Today, I have a quick and happy update on recent story about Google accounts and guest access to G Suite.
In December 2018, Google announced a new “visitor session” feature in G Suite, that allows users to share documents with collaborators via email addresses that are not associated with a Google account.
Prior to this announcement, to share a G Suite document without making it public, the recipient had to have a Google account set up with their email address.
The problem is that many users get their accounts confused. If the invitation to collaborate is sent to a work email address, the recipient might get to the login screen and try to proceed with their personal Gmail account. Oftentimes, they don’t know that they should just create a Google account with their work email address (or they don’t even know it’s possible). Instead, they might just say “Hey, can you share this with my Gmail account?” When we’re talking about enterprise content, this is obviously a security concern.
Google addressed this by creating the visitor session feature described in their blog post.
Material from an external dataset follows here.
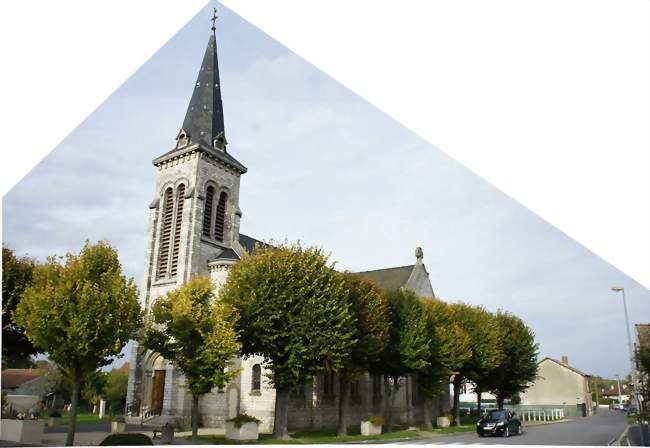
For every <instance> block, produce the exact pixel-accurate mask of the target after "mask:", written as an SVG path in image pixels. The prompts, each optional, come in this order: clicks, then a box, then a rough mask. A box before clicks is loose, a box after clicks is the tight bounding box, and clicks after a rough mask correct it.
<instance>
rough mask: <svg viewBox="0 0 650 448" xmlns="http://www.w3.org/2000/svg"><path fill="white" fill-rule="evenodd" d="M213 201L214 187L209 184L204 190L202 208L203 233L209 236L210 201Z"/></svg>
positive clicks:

But as I pointed out in my coverage, there was still another problem. Google handles multiple identities very well, but the process of creating an account with an existing email address wasn’t clear. Older versions of the account creation dialogue have had a link for this, but it was missing in the current version.
Check out the screenshots of the process, which I took on January 9. First, the new account screen tries to channel you into making a Gmail account. There’s nothing that tells you how to make an account with an existing address.
Start typing. The “@gmail.com” part is still there.
Now I put an “@” sign in, and the “@gmail.com” part disappeared, so I’m good!
That was the old way, and it was confusing!
However, last week I again had to help a co-worker create an account with their corporate email address. Check out what I saw this time, in these screenshots from February 12. Yep, that’s a link that advertises that you can use your current email address instead!
Here’s what it looks like when you click on it.
I know this is just one tiny feature, but it’s one that could prevent corporate data from leaking into a personal account, so it’s important!
I can’t stress enough that identity management and concepts like conditional access and zero trust are some of the most important topics in end user computing right now. This Google account feature is another example of how important these topics are.
(Okay, I have to admit that I also wanted to write this article because I noticed the change after I brought up the issue in my previous blog post. I’m not taking credit or anything, but it is a fun coincidence!)